Saturday, December 12, 2009

Autism, Asperger Syndrome & Absolute Acceptance




I have a link for you. Another mother of a child on the spectrum posted this in a parenting forum. I could kiss her. I do not seem to have the time or the inclination to troll through pages and pages of literature nowadays, but sometimes, when I follow someone else's research, I find gold. This is one of those times.


It is a heartwarming, hand-holding, tear-jerking, hell of a piece. I could have been sitting at that table, I felt like I was home. I also found incredible similarities to my piece written in 2007.

It was especially reassuring to find like-minded parents, mothers and fathers who do not have some insanely driven need to cure their child. This is the way they are. I loved the terminology of this article. My child is definitely a genetic rubik's cube, uniquely scrambled. Suits him and he himself would embrace this explanation.

This excerpt sums up how I think and feel:

And that leads to a bigger issue—one that really burns this group: the implication that accepting your child's autism is not okay. This attitude is due in part, they feel, to Generation Rescue's dominating and oversimplifying the conversation in America about autism. The simple fact is that not all autistic kids can "recover." "We need to reexamine what it means to be a successful adult," says Erin. "To me, now, a successful adult is a functional adult. We need to give these kids an opportunity to have a shot at meaningful jobs and secondary education. Maybe they'll be bagging groceries, but they'll be paying taxes. They'll be law-abiding citizens. It's not just about the money we'd save, it's about the contributions these kids will make that will benefit everyone. I strongly believe that the energy crisis is eventually going to be solved by an autistic 10-year-old boy who is perseverating on batteries. He's got that kind of focus."


At this point, however, society still has a long way to go in terms of tolerating people who behave in unfamiliar ways.

It could not have come at a better time. This week's Who magazine issue (December 21, 2009) contained an interview which really burned me up. Maybe it was a misquote, or the journalist was utilising the magazines trashy reputation for chequebook journalism and decided to misinterpret a comment. I hope this was the case. If not, the fact that one of our once high profile football players, Mat Rogers, states he thinks his son who is diagnosed with ASD:
"will be a normal boy... He will be a normal boy" is horrifying. And if he doesn't conform to Rogers ideal of normalcy? What then? and how do you define normal anyway? I have yet to meet any one I could call normal. Mat Rogers himself would do well to read the linked article, maybe it would make him realise how offensive his comment really was. Not only to other parents of children on the spectrum, but to his own child.

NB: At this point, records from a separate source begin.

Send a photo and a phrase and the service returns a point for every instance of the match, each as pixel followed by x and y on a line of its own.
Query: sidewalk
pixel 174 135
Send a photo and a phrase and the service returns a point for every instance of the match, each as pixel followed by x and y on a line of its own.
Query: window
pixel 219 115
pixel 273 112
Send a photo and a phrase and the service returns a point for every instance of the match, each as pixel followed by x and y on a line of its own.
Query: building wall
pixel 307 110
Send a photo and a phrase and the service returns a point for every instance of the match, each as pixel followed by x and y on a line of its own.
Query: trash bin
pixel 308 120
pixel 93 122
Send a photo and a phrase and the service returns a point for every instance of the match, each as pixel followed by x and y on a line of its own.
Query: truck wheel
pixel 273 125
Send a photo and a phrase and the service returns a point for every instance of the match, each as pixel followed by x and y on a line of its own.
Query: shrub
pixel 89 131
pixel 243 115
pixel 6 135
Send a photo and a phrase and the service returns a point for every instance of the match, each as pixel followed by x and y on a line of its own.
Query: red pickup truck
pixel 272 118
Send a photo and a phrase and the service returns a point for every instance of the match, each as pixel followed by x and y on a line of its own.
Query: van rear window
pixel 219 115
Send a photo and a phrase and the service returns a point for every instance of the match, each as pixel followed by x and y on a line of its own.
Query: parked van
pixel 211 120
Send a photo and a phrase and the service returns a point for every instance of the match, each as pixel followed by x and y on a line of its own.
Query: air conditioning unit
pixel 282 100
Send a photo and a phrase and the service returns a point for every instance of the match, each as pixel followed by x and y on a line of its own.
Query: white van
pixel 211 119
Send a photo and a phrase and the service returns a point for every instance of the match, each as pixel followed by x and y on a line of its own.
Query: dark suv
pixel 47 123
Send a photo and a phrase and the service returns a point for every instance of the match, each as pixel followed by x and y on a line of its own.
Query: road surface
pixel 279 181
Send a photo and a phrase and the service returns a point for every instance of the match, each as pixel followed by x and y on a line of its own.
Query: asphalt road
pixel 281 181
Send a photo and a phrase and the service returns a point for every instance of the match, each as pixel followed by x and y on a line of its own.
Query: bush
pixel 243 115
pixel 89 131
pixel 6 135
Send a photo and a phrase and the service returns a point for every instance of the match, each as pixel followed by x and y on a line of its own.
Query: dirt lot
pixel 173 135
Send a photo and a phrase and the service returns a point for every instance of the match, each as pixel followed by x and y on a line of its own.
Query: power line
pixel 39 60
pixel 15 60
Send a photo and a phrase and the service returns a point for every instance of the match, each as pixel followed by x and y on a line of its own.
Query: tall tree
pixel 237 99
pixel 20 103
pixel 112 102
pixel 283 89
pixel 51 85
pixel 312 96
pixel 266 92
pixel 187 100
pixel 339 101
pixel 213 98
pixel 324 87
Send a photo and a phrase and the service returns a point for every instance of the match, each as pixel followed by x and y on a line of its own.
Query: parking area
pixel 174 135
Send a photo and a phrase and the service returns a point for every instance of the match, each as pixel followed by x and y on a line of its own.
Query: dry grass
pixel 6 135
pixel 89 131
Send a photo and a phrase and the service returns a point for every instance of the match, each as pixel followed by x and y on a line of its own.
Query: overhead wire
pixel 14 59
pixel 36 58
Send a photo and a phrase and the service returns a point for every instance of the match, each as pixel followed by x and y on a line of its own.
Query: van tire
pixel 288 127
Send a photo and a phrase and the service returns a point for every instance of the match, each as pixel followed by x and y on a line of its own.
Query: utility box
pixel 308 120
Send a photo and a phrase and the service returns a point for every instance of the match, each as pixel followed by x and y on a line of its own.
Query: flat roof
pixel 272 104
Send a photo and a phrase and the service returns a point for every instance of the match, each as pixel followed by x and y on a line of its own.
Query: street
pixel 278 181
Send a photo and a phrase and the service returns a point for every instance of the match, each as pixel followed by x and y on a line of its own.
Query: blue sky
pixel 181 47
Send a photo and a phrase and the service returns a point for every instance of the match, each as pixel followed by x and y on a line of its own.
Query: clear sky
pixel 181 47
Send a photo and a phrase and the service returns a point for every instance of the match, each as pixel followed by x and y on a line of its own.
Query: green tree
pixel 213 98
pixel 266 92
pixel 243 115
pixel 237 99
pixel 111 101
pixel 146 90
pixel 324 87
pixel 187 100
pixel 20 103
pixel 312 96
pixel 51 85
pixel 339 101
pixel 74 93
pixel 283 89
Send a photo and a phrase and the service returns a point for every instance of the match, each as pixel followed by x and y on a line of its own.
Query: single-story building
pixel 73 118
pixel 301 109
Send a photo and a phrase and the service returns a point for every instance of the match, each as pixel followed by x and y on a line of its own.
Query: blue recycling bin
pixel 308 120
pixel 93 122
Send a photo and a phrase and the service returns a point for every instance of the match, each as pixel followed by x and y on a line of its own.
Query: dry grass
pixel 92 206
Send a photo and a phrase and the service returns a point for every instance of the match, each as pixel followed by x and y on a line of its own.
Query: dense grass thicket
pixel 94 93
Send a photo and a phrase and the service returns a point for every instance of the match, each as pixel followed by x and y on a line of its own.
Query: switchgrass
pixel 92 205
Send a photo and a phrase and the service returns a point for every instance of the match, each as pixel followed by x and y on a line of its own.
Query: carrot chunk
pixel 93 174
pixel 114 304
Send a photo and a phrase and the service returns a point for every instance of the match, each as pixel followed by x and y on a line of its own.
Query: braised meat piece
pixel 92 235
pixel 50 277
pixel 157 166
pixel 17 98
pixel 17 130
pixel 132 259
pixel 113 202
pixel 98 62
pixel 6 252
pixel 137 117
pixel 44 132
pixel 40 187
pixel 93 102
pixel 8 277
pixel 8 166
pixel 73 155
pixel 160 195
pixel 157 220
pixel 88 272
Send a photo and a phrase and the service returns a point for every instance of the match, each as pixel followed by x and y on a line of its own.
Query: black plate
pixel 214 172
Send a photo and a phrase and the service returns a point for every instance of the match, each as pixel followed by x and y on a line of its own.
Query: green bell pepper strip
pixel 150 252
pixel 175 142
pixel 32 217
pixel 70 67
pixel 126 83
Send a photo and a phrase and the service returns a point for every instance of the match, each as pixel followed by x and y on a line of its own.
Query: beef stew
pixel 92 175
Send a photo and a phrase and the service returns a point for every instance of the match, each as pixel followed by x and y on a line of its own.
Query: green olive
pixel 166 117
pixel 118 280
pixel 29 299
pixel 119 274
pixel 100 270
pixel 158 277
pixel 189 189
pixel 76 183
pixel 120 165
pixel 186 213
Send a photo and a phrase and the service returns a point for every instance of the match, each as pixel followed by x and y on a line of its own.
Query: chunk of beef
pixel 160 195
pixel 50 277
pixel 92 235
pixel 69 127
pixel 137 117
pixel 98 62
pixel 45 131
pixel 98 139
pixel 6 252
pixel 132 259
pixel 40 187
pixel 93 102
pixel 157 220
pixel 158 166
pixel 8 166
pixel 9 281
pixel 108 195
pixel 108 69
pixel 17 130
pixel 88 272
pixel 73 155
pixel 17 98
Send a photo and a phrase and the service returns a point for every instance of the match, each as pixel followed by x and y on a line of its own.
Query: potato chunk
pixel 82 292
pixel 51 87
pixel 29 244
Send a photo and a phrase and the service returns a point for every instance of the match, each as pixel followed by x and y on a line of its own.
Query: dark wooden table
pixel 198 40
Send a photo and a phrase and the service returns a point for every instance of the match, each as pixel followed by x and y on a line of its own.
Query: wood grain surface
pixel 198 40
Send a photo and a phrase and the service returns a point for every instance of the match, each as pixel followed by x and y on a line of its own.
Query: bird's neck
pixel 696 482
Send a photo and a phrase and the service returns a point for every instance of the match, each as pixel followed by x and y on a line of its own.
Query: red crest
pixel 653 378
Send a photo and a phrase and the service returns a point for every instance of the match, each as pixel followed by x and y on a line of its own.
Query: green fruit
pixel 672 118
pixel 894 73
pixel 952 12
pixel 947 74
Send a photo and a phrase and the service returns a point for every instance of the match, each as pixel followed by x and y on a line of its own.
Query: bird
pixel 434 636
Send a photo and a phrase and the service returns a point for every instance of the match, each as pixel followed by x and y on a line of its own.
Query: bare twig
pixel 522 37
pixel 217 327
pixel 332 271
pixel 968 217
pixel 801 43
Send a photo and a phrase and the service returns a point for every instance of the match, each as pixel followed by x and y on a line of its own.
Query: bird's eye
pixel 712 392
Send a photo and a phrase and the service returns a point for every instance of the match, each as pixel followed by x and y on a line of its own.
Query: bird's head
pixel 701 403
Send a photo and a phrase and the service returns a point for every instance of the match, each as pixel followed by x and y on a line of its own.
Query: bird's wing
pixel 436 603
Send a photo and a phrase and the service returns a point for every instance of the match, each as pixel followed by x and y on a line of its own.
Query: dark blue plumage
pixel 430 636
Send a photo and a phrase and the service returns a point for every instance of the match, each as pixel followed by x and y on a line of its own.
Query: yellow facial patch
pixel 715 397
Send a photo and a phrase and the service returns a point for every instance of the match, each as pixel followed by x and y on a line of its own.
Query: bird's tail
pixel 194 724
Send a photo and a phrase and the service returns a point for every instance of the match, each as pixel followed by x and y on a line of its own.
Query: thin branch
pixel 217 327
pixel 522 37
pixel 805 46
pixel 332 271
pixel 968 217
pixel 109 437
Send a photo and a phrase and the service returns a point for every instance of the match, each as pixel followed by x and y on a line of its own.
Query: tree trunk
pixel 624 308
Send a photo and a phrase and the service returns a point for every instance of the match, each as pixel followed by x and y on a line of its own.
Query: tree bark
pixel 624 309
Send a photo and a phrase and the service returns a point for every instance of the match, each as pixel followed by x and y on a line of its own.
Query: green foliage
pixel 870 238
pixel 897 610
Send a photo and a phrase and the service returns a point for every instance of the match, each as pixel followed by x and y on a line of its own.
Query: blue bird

Boy 1 is an incredible person in his own right, and as much as I wish life let him walk this path a little easier, I do not want him to be anyone other than himself! He amazes me with the depth of his wisdom, caring and compassion. He inspires me. I am humbled to be his mother.





Why on earth would you want to alter this? Could YOU look into his eyes and tell HIM he's abnormal...



2 comments:

E. said...

I found that article the other day and really like it. I'm glad Oprah (well most likely her staff) are actaully showing other perspectives rather than just Jenny McCarthy's.

Anonymous said...

I love that article. More people should aspire to be like those parents. I think Jenny McCarthy has done alot of damage in the world of autism. She breeds division and non acceptance.

I defy anyone to tell me my son isn't okay just the way he is (and then I'd wack them one).